Debit Issuers Talk of Plans to Cut Rewards as Fed Rules Awaited

Debit card issuers' rewards programs are already being rewritten — and in some cases eliminated — in advance of the Federal Reserve's new interchange rules.

An expected decline in interchange revenue, the primary source of funding for the programs, is forcing the banks' hands, payments executives and analysts say. Specific customer segments may find themselves cut off from certain debit rewards — assuming the rewards programs aren't flat-out eliminated.

JPMorgan Chase & Co. became the first to disclose its plans when an executive said at an analysts conference last week it would stop issuing debit rewards cards in February. A Wells Fargo & Co. executive said in an interview Tuesday that it is evaluating changes in its rewards programs.
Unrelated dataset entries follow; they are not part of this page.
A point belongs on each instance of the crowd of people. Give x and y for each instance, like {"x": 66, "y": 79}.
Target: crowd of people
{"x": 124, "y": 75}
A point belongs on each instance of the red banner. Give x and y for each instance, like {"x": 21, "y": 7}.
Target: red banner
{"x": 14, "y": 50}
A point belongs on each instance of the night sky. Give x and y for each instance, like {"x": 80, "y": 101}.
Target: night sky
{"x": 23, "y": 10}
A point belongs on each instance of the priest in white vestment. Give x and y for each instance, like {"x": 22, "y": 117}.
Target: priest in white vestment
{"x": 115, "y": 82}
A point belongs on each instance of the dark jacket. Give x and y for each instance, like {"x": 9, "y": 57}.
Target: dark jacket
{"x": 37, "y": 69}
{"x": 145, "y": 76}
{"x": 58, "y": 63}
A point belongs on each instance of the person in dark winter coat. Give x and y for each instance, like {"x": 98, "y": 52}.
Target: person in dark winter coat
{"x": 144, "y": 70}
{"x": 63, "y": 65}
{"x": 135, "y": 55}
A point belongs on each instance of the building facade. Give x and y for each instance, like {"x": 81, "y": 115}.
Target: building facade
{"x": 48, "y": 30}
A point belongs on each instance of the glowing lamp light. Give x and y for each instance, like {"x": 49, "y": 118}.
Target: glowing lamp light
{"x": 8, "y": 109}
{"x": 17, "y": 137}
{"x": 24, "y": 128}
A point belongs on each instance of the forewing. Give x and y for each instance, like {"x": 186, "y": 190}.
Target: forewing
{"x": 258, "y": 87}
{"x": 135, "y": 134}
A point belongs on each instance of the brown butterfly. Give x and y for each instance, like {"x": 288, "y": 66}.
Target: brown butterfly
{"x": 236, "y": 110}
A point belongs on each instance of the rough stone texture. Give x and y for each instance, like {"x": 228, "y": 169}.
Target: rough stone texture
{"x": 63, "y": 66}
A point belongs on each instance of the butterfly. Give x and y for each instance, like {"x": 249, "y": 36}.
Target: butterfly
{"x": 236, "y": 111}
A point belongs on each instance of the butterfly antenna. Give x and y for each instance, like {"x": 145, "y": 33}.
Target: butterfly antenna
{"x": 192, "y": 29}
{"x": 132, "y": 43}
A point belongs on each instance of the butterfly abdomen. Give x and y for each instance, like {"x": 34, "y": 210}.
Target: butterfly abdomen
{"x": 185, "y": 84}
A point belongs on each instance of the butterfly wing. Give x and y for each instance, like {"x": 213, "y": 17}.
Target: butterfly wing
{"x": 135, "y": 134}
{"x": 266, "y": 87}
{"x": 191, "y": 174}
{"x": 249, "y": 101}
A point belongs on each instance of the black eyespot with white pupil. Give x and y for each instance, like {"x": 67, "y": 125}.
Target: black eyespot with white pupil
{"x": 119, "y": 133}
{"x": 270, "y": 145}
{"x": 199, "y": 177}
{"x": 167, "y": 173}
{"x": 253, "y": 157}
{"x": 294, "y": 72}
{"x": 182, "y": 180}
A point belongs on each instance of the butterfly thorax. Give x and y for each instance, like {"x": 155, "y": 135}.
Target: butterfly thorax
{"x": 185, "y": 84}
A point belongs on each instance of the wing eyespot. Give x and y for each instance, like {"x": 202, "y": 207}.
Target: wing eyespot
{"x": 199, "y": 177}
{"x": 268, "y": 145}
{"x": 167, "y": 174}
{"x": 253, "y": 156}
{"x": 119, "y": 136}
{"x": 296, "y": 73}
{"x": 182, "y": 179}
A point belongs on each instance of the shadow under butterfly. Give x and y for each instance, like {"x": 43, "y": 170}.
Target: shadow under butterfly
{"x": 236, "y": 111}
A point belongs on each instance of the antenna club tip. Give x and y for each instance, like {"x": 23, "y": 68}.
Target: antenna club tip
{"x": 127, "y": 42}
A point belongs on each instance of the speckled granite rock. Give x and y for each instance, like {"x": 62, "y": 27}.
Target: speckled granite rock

Though many payments experts were unsurprised by JPMorgan Chase's decision, they said the timing was somewhat unexpected, since most banking companies have said they would wait for the Fed to issue its proposed interchange guidelines before announcing any changes in rewards programs or checking products.

"I think this is the first step of what most in the industry see as inevitable — and that is the demise of rewards on debit cards," said Bill McCracken, the chief executive officer of Synergistics Research Corp., a market research and consulting firm in Atlanta.

Issuers' debit portfolios were already under pressure from the overdraft rules that took effect in July, requiring banks to obtain customer consent before charging fees to cover certain overdrafts. That, combined with the debit interchange provisions of the Dodd-Frank Act signed into law in July, has issuers considering adding account fees, raising minimum balance requirements, reducing rewards and other measures to recoup revenue losses.

Ed Kadletz, an executive vice president and head of debit and prepaid cards at Wells Fargo, said that rewards, as well as investments in contactless card technology and instant-card-issue services, are offered based on projected revenue.

"We do that with a certain return on investment in mind funded by interchange," he said. "If that interchange model changes, you've got to go back and reevaluate those investment decisions and figure out if there are modifications that can be made."

The San Francisco banking company has made no formal decision about changes it might make in its debit card products and its rewards programs.

"We're still in the evaluation phase," Kadletz said, "but certainly it's going to be impacted by whatever the Fed determines on interchange."

Wells, as do many issuers, includes some merchant-funded offers in its rewards programs. Kadletz said he sees the potential to do additional merchant-funded rewards as a result of potential interchange losses.

Steven Jacowitz, a managing director in the payments consulting firm Auriemma Consulting Group in New York, said, "Every bank is going to handle it different[ly], and every bank is going to put a value on a particular customer and determine what types of fees are appropriate for that customer."

JPMorgan Chase has stopped paying bonuses to bank employees to issue debit cards, Charles Scharf, the chief executive of retail financial services at the New York banking company, told the BancAnalysts Association of Boston Conference on Thursday.

Because of a reduction in debit interchange, some people are going to be less profitable customers, Scharf said. "Getting someone to be an active debit card issuer was a very important driver of profitability," he said.

JPMorgan Chase spokesman Tom Kelly said the company is still evaluating how it will address existing debit rewards customers.

Its decision may not immediately influence other banks' decision-making, but it is "certainly easier to follow someone else's … lead," said Duncan Douglass, a partner who focuses on payments issues for the Alston & Bird LLP law firm in Atlanta.

Depending on the Fed's guidance, most card issuers are likely to act in lockstep regarding rewards programs, Douglass said. "It's unlikely to be just a couple of banks eliminating their debit rewards programs and everyone else" continuing to offer them, he said.

"There will be safety in numbers at that point," Douglass added.

An amendment in the Dodd-Frank Act gives the Fed the duty of establishing interchange rates that are "reasonable and proportional" to the costs that issuers incur on transactions. Financial institutions with less than $10 billion of assets and prepaid cards are exempt from the provision.

Depending on what the Fed does, the provision could result in the loss of up to $9.1 billion in yearly revenue for issuers, according to a study released last week by CardHub.com, a website that tracks card products.

The Fed is expected to issue proposed interchange guidelines by yearend or early in 2011.

Though many issuers will cut debit rewards across the board, others may offer the programs to "premium customers" who maintain high balance levels or use multiple products, said Zilvinas Bareisis, a senior analyst in London for the Celent research firm.

He also said he expects a "massive uptake" in the use of merchant-funded rewards programs as a way for banks to continue offering programs without having to pay their full cost.

About 40% of all debit card holders use a rewards program, according to research from Synergistics. Banks that drop their programs risk customer backlash, Synergistics' McCracken said.

Capital One Financial Corp., which offers a Rewards Checking account, has no plan to change its program at this time, said a spokeswoman for the McLean, Va., banking company. Bank of America Corp. declined to discuss changes it may make in its programs as a result of debit interchange regulations.

Until the Fed releases its draft rules, "it is premature to discuss specific implications [for] debit card rewards programs," the company said.